O P E N H E A R T . One of my closest friends recently told me, “find something to hold on to. Anything." It was hard for me to immediately comprehend this but I couldn't help but feel compelled by this statement. In Buddhism we are taught to essentially not hold onto anything. I am always on the go. Go, go, go. Faster, farther. Restless in a sense. So is this a tangible reference? Everything I own fits in my car and Nanuk is my constant glue. I perceive this now coming full circle after a few interesting life lessons, that I am restless because I am looking for something, searching. And I don’t even know what I’m looking for. Maybe it’s just the journey there that I need to ride.
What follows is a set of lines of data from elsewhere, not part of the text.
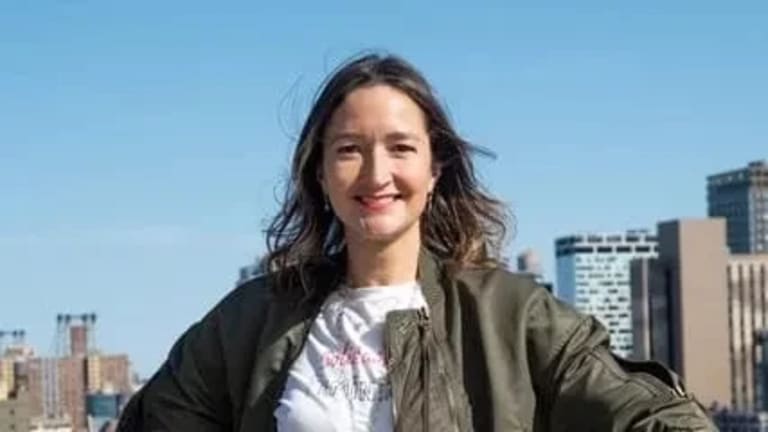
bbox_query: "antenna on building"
[0,328,26,354]
[84,313,97,354]
[11,329,25,345]
[43,312,98,420]
[56,313,69,358]
[54,312,98,357]
[44,316,66,419]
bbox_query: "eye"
[336,143,360,154]
[392,143,417,154]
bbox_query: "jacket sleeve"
[117,313,231,432]
[527,290,718,432]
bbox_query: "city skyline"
[0,318,133,431]
[2,2,766,377]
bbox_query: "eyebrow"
[326,131,424,145]
[385,131,424,142]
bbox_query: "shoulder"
[206,259,339,335]
[449,264,593,357]
[216,273,274,316]
[180,273,273,341]
[450,265,550,313]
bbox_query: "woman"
[118,54,715,431]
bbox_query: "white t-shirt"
[274,281,428,432]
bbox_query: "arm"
[527,291,717,431]
[117,315,231,431]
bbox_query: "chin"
[339,211,422,244]
[346,220,413,245]
[357,226,403,242]
[361,231,402,243]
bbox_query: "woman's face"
[320,84,437,246]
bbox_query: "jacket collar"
[325,247,446,314]
[416,248,448,341]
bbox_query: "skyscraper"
[728,254,768,411]
[708,160,768,254]
[555,230,658,358]
[629,218,731,409]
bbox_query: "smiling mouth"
[355,194,402,211]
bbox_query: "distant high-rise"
[516,249,553,292]
[0,390,32,432]
[517,249,543,276]
[555,230,658,358]
[629,218,731,408]
[237,263,262,286]
[727,254,768,411]
[708,160,768,254]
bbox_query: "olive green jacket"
[117,251,717,431]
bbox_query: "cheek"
[322,159,351,187]
[399,165,436,194]
[324,171,355,201]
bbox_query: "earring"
[324,195,331,212]
[426,192,434,214]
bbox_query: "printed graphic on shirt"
[275,282,427,432]
[316,341,390,402]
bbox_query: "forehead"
[324,84,428,137]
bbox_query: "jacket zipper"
[437,348,461,432]
[419,308,430,432]
[387,314,401,430]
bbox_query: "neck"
[344,228,421,288]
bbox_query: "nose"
[360,146,392,188]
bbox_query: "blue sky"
[1,1,766,377]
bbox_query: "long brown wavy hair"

My life of wanderlust is one that did not just happen yesterday. This sense of search and adventure is deeply rooted within my soul. Nanuk and I spent the winter nestled in the High Rockies of Colorado. Our exodus back to this amazing state has brought clarity, inspiration and broken bones, (three). I earned my turns and recent events have solidified my passion for photography and photojournalism. While I may be subconsciously searching for something, I am led with my heart and I know it feels right. I’ve once said I am lost in the right direction. I still feel this is true. There are reasons why.
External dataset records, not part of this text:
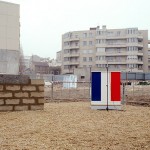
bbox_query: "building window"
[64,57,70,61]
[89,57,92,62]
[96,56,105,60]
[127,38,137,43]
[75,35,78,38]
[97,31,104,35]
[75,42,78,46]
[83,57,86,62]
[83,50,93,54]
[117,31,121,36]
[64,65,69,69]
[64,42,70,46]
[83,33,87,38]
[89,32,93,37]
[96,48,105,52]
[96,64,106,68]
[81,76,85,79]
[83,41,87,46]
[89,41,93,46]
[64,49,69,53]
[127,28,138,34]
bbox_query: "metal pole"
[51,75,53,100]
[106,64,109,111]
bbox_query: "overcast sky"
[4,0,150,59]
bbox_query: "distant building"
[29,55,61,75]
[56,51,62,65]
[31,61,50,74]
[19,56,31,72]
[0,1,20,74]
[61,26,149,75]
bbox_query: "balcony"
[95,60,107,64]
[106,51,127,56]
[137,34,143,39]
[64,45,80,50]
[106,43,126,48]
[105,35,126,40]
[70,61,79,65]
[63,52,79,57]
[107,60,127,64]
[63,37,80,42]
[63,61,79,65]
[126,60,143,64]
[127,42,143,47]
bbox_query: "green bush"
[138,81,150,85]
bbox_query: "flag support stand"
[106,63,109,111]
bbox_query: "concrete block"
[38,99,45,103]
[23,99,35,104]
[22,86,36,91]
[0,99,4,105]
[30,92,44,98]
[0,106,13,111]
[15,106,28,111]
[5,99,20,104]
[31,105,44,110]
[0,75,29,84]
[0,85,3,91]
[6,85,20,91]
[38,86,44,91]
[31,79,44,85]
[14,92,29,98]
[0,92,12,98]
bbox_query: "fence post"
[51,75,54,100]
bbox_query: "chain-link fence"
[123,81,150,106]
[45,80,150,106]
[45,81,91,102]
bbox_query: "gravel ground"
[0,102,150,150]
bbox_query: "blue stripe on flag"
[91,72,101,101]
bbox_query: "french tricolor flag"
[91,72,121,107]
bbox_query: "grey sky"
[4,0,150,59]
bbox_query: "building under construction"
[0,1,20,74]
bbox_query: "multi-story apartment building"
[0,1,20,74]
[61,26,149,74]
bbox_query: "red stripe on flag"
[111,72,121,101]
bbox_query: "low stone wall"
[0,75,44,111]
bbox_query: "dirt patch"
[0,102,150,150]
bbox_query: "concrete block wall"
[0,79,44,111]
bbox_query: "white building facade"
[61,26,149,74]
[0,1,20,74]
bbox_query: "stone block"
[0,106,13,111]
[14,92,29,98]
[30,92,44,98]
[31,79,44,85]
[38,99,45,103]
[0,75,29,84]
[15,106,28,111]
[0,99,4,105]
[6,85,20,91]
[38,86,44,91]
[6,99,20,104]
[22,86,36,91]
[23,99,35,104]
[31,105,44,110]
[0,85,3,91]
[0,92,12,98]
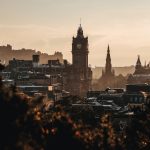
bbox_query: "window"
[139,97,143,103]
[134,97,138,103]
[130,97,133,102]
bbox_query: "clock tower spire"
[77,23,84,38]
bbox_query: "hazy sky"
[0,0,150,67]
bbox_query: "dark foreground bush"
[0,78,150,149]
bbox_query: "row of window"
[129,96,144,103]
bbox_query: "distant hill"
[0,44,63,64]
[92,66,135,79]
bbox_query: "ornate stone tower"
[98,45,116,90]
[72,24,89,77]
[65,24,92,97]
[102,45,115,78]
[105,45,112,75]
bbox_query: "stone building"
[64,25,92,97]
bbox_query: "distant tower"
[105,45,112,75]
[72,24,88,71]
[65,24,92,96]
[99,45,115,90]
[102,44,115,77]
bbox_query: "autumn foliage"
[0,73,150,149]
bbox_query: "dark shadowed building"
[64,25,92,97]
[128,56,150,84]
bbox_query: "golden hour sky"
[0,0,150,67]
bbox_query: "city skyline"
[0,0,150,66]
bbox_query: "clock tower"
[72,24,89,74]
[65,24,92,96]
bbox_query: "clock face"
[77,44,82,49]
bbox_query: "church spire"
[105,44,112,75]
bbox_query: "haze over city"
[1,1,150,149]
[0,0,150,66]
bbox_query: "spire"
[136,55,141,66]
[77,23,84,38]
[105,44,112,75]
[135,55,142,70]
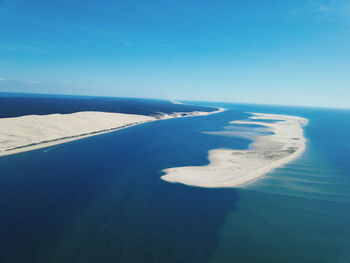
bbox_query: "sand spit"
[161,113,308,188]
[155,107,225,119]
[0,108,224,157]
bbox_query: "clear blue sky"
[0,0,349,108]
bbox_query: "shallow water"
[209,105,350,263]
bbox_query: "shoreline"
[0,108,224,158]
[161,113,308,188]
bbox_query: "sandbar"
[161,113,308,188]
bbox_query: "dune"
[161,113,308,188]
[0,108,224,157]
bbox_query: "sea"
[0,93,349,263]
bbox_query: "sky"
[0,0,349,108]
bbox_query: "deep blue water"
[0,95,350,262]
[0,92,216,118]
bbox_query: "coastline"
[161,113,308,188]
[0,108,224,157]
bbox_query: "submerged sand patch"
[161,113,308,188]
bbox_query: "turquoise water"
[0,102,350,262]
[209,104,350,263]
Nanuk and I have some big things in ascension. I am filled with gratitude for the opportunities and lessons we have been fortunate enough to be involved with. The Lindsay today is different than the Lindsay yesterday. I reflect and realize these opportunities did not come out of nowheresville, they surfaced because it is deserved and a part of my path. I needed to let go of all my personal doubts in order to enjoy these, well, blessings. I will stand a little taller today, humbly thanking the universe for showing me the way, one event at a time. And I will thank those who TRULY support me. Without these beautiful souls, I would not be able to put my best foot forward, allowing my life to become what it is meant to be. Oh to be in your 20's.

So if you don’t know now you know. My loyal, compassionate, adventurous heart is open to the path, to knowing that I am searching for life.

Right now I’ll hold onto a book. “Women Who Run With The Wolves.” Sounds about right.

If I wasn’t serious before, hear me now, because I am ready to fucking kick ass.